Novel Bayesian method for simultaneous detection of activation signatures and background connectivity for task fMRI data

TL;DR

This paper presents a Bayesian method for analyzing task fMRI data that detects activation signatures and background connectivity simultaneously, using a scalable tensor-based spatial-temporal basis approach.

Contribution

The paper introduces a novel hybrid tensor spatial-temporal basis strategy for scalable Bayesian analysis of fMRI data, capturing complex intervoxel correlations and background connectivity.

Findings

Increased sensitivity for identifying activation signatures.

Revealed biological insights through background connectivity analysis.

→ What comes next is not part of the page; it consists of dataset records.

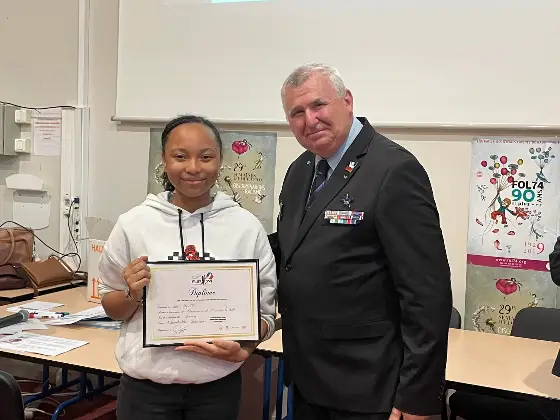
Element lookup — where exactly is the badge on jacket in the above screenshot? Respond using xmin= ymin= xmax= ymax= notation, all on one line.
xmin=325 ymin=210 xmax=364 ymax=225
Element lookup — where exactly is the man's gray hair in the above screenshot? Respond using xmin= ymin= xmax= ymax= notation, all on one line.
xmin=281 ymin=63 xmax=346 ymax=99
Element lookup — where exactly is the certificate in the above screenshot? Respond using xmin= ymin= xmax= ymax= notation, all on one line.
xmin=143 ymin=259 xmax=261 ymax=347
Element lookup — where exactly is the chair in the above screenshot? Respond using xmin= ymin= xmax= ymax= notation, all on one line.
xmin=449 ymin=307 xmax=461 ymax=330
xmin=449 ymin=307 xmax=560 ymax=420
xmin=552 ymin=351 xmax=560 ymax=377
xmin=0 ymin=371 xmax=25 ymax=420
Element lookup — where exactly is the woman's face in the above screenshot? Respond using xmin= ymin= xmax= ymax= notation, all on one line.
xmin=162 ymin=123 xmax=221 ymax=198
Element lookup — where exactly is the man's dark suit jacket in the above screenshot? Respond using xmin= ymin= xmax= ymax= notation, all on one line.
xmin=271 ymin=118 xmax=452 ymax=415
xmin=550 ymin=237 xmax=560 ymax=286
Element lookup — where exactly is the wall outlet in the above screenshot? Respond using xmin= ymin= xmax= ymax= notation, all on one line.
xmin=15 ymin=109 xmax=31 ymax=124
xmin=14 ymin=139 xmax=31 ymax=153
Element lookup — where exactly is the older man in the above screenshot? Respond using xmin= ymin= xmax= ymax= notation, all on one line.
xmin=276 ymin=64 xmax=452 ymax=420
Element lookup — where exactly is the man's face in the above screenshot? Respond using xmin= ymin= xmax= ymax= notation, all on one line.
xmin=283 ymin=73 xmax=354 ymax=158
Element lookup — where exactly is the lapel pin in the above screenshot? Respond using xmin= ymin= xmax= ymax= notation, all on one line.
xmin=344 ymin=161 xmax=356 ymax=173
xmin=340 ymin=193 xmax=354 ymax=208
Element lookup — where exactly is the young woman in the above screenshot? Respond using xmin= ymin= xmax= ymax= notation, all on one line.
xmin=99 ymin=116 xmax=277 ymax=420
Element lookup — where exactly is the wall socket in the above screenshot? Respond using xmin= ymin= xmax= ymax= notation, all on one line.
xmin=70 ymin=197 xmax=82 ymax=241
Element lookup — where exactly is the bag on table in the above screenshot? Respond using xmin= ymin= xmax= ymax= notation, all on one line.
xmin=0 ymin=227 xmax=34 ymax=290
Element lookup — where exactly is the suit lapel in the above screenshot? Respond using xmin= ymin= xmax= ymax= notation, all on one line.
xmin=287 ymin=152 xmax=315 ymax=254
xmin=287 ymin=124 xmax=375 ymax=258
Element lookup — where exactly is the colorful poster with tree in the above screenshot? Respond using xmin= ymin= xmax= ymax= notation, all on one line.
xmin=465 ymin=138 xmax=560 ymax=334
xmin=148 ymin=129 xmax=277 ymax=233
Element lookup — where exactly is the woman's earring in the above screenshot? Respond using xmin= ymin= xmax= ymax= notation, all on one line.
xmin=154 ymin=162 xmax=165 ymax=186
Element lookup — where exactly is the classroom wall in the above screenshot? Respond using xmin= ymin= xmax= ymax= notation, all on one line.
xmin=88 ymin=2 xmax=472 ymax=312
xmin=0 ymin=0 xmax=78 ymax=258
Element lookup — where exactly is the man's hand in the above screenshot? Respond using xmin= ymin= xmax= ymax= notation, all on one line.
xmin=389 ymin=408 xmax=431 ymax=420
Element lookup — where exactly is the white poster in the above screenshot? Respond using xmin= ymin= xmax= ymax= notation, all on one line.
xmin=467 ymin=138 xmax=560 ymax=270
xmin=465 ymin=138 xmax=560 ymax=335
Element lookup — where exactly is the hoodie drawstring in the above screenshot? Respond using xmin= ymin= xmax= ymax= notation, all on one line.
xmin=178 ymin=209 xmax=187 ymax=260
xmin=177 ymin=209 xmax=206 ymax=260
xmin=200 ymin=213 xmax=206 ymax=260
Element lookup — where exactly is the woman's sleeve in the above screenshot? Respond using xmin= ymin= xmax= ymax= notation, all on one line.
xmin=255 ymin=226 xmax=278 ymax=341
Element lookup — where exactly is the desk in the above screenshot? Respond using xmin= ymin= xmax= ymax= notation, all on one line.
xmin=0 ymin=280 xmax=84 ymax=305
xmin=445 ymin=329 xmax=560 ymax=400
xmin=0 ymin=287 xmax=121 ymax=376
xmin=257 ymin=329 xmax=560 ymax=418
xmin=0 ymin=287 xmax=121 ymax=420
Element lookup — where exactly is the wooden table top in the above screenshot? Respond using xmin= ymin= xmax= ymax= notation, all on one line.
xmin=445 ymin=329 xmax=560 ymax=400
xmin=258 ymin=329 xmax=560 ymax=400
xmin=0 ymin=287 xmax=121 ymax=374
xmin=4 ymin=287 xmax=560 ymax=400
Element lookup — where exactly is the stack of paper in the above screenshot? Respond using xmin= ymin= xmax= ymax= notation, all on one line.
xmin=45 ymin=305 xmax=107 ymax=325
xmin=0 ymin=319 xmax=48 ymax=334
xmin=0 ymin=332 xmax=88 ymax=356
xmin=6 ymin=300 xmax=64 ymax=313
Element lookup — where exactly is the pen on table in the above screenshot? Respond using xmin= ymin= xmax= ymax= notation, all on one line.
xmin=29 ymin=313 xmax=64 ymax=319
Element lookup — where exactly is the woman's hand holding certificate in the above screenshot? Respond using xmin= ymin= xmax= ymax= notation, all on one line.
xmin=175 ymin=321 xmax=268 ymax=363
xmin=123 ymin=256 xmax=151 ymax=302
xmin=143 ymin=260 xmax=262 ymax=348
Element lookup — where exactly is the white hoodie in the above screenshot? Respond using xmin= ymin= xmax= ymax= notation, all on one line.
xmin=99 ymin=192 xmax=277 ymax=384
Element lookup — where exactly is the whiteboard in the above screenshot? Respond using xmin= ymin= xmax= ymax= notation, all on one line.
xmin=116 ymin=0 xmax=560 ymax=126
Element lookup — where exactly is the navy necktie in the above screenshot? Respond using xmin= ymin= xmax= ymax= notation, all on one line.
xmin=306 ymin=159 xmax=329 ymax=210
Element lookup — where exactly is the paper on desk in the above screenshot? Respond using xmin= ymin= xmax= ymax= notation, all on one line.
xmin=0 ymin=318 xmax=49 ymax=334
xmin=6 ymin=300 xmax=64 ymax=312
xmin=0 ymin=332 xmax=88 ymax=356
xmin=45 ymin=305 xmax=107 ymax=325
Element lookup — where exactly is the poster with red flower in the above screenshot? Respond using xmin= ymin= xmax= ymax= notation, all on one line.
xmin=465 ymin=137 xmax=560 ymax=334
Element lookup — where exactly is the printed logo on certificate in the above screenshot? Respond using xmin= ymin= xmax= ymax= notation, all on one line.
xmin=143 ymin=259 xmax=260 ymax=347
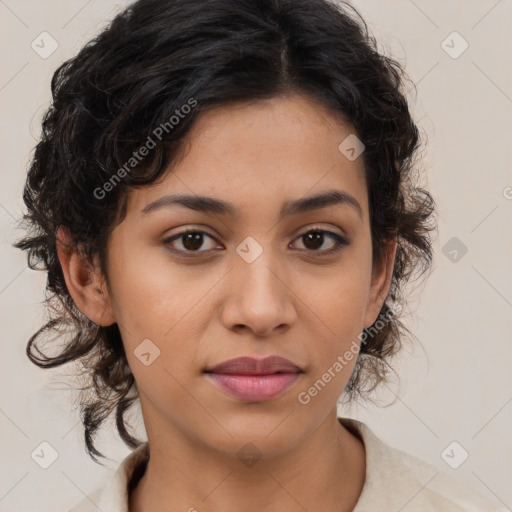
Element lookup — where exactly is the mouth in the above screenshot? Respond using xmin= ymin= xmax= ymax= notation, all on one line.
xmin=204 ymin=356 xmax=304 ymax=402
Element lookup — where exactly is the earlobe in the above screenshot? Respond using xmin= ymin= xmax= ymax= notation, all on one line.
xmin=364 ymin=237 xmax=397 ymax=328
xmin=57 ymin=227 xmax=115 ymax=326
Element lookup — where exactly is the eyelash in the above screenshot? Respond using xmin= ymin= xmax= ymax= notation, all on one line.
xmin=163 ymin=228 xmax=349 ymax=258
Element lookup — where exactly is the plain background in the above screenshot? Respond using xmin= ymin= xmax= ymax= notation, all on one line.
xmin=0 ymin=0 xmax=512 ymax=512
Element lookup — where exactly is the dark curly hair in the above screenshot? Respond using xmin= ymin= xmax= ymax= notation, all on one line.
xmin=15 ymin=0 xmax=436 ymax=462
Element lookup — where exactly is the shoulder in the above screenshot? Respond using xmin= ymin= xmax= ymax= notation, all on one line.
xmin=67 ymin=442 xmax=149 ymax=512
xmin=339 ymin=418 xmax=505 ymax=512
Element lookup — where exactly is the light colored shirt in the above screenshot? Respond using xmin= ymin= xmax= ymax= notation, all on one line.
xmin=68 ymin=418 xmax=507 ymax=512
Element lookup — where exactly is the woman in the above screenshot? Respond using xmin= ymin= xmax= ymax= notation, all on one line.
xmin=17 ymin=0 xmax=504 ymax=512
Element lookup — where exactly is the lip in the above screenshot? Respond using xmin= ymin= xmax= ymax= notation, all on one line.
xmin=205 ymin=356 xmax=303 ymax=402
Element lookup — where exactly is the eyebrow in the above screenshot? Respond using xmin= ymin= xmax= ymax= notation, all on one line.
xmin=141 ymin=190 xmax=363 ymax=220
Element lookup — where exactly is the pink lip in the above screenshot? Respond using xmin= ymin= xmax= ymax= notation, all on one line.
xmin=206 ymin=356 xmax=302 ymax=402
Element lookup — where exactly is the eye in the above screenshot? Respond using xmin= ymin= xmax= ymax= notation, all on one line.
xmin=163 ymin=228 xmax=349 ymax=257
xmin=290 ymin=229 xmax=349 ymax=255
xmin=163 ymin=229 xmax=220 ymax=256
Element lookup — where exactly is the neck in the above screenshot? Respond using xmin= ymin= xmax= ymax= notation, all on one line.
xmin=129 ymin=410 xmax=366 ymax=512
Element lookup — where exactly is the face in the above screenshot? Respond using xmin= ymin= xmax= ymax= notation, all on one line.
xmin=62 ymin=95 xmax=394 ymax=455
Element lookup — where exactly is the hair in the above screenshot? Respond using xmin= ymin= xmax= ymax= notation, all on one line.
xmin=15 ymin=0 xmax=436 ymax=462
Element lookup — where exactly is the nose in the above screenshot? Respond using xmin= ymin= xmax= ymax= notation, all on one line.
xmin=222 ymin=251 xmax=297 ymax=337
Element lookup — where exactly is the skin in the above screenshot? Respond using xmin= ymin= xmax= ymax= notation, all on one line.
xmin=59 ymin=94 xmax=396 ymax=512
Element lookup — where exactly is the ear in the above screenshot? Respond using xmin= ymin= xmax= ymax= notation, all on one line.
xmin=364 ymin=237 xmax=397 ymax=328
xmin=57 ymin=227 xmax=115 ymax=326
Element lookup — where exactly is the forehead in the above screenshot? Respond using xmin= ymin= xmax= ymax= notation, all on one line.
xmin=128 ymin=95 xmax=367 ymax=221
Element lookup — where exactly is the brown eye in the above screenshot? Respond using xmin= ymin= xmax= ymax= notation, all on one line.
xmin=164 ymin=230 xmax=219 ymax=253
xmin=292 ymin=229 xmax=348 ymax=254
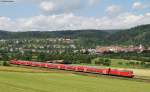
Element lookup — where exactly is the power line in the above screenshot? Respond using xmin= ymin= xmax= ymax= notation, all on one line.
xmin=0 ymin=0 xmax=15 ymax=3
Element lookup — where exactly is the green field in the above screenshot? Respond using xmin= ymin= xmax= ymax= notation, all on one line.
xmin=0 ymin=67 xmax=150 ymax=92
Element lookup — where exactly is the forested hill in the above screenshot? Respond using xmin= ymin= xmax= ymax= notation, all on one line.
xmin=0 ymin=30 xmax=109 ymax=39
xmin=0 ymin=24 xmax=150 ymax=46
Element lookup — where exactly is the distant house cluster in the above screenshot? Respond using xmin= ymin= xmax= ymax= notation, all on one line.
xmin=96 ymin=45 xmax=148 ymax=54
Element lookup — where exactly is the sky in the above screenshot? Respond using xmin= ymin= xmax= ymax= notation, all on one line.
xmin=0 ymin=0 xmax=150 ymax=31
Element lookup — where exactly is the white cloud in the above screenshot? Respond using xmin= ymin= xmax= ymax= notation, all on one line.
xmin=106 ymin=5 xmax=122 ymax=15
xmin=40 ymin=0 xmax=84 ymax=14
xmin=40 ymin=1 xmax=56 ymax=12
xmin=132 ymin=2 xmax=150 ymax=9
xmin=0 ymin=13 xmax=150 ymax=31
xmin=88 ymin=0 xmax=101 ymax=6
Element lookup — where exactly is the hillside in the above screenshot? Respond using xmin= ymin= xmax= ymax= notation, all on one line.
xmin=0 ymin=24 xmax=150 ymax=47
xmin=109 ymin=25 xmax=150 ymax=45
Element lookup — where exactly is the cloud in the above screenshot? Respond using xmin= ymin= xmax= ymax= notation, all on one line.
xmin=106 ymin=5 xmax=123 ymax=15
xmin=88 ymin=0 xmax=101 ymax=6
xmin=40 ymin=1 xmax=56 ymax=12
xmin=132 ymin=2 xmax=150 ymax=9
xmin=0 ymin=13 xmax=150 ymax=31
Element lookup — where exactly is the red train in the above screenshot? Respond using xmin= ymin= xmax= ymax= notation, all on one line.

Applied to Human Connectome Project data to uncover brain activation patterns.

Abstract

In this paper, we introduce a new Bayesian approach for analyzing task fMRI data that simultaneously detects activation signatures and background connectivity. Our modeling involves a new hybrid tensor spatial-temporal basis strategy that enables scalable computing yet captures nearby and distant intervoxel correlation and long-memory temporal correlation. The spatial basis involves a composite hybrid transform with two levels: the first accounts for within-ROI correlation, and second between-ROI distant correlation. We demonstrate in simulations how our basis space regression modeling strategy increases sensitivity for identifying activation signatures, partly driven by the induced background connectivity that itself can be summarized to reveal biological insights. This strategy leads to computationally scalable fully Bayesian inference at the voxel or ROI level that adjusts for multiple testing. We apply this model to Human Connectome Project data to reveal insights into brain activation patterns and background connectivity related to working memory tasks.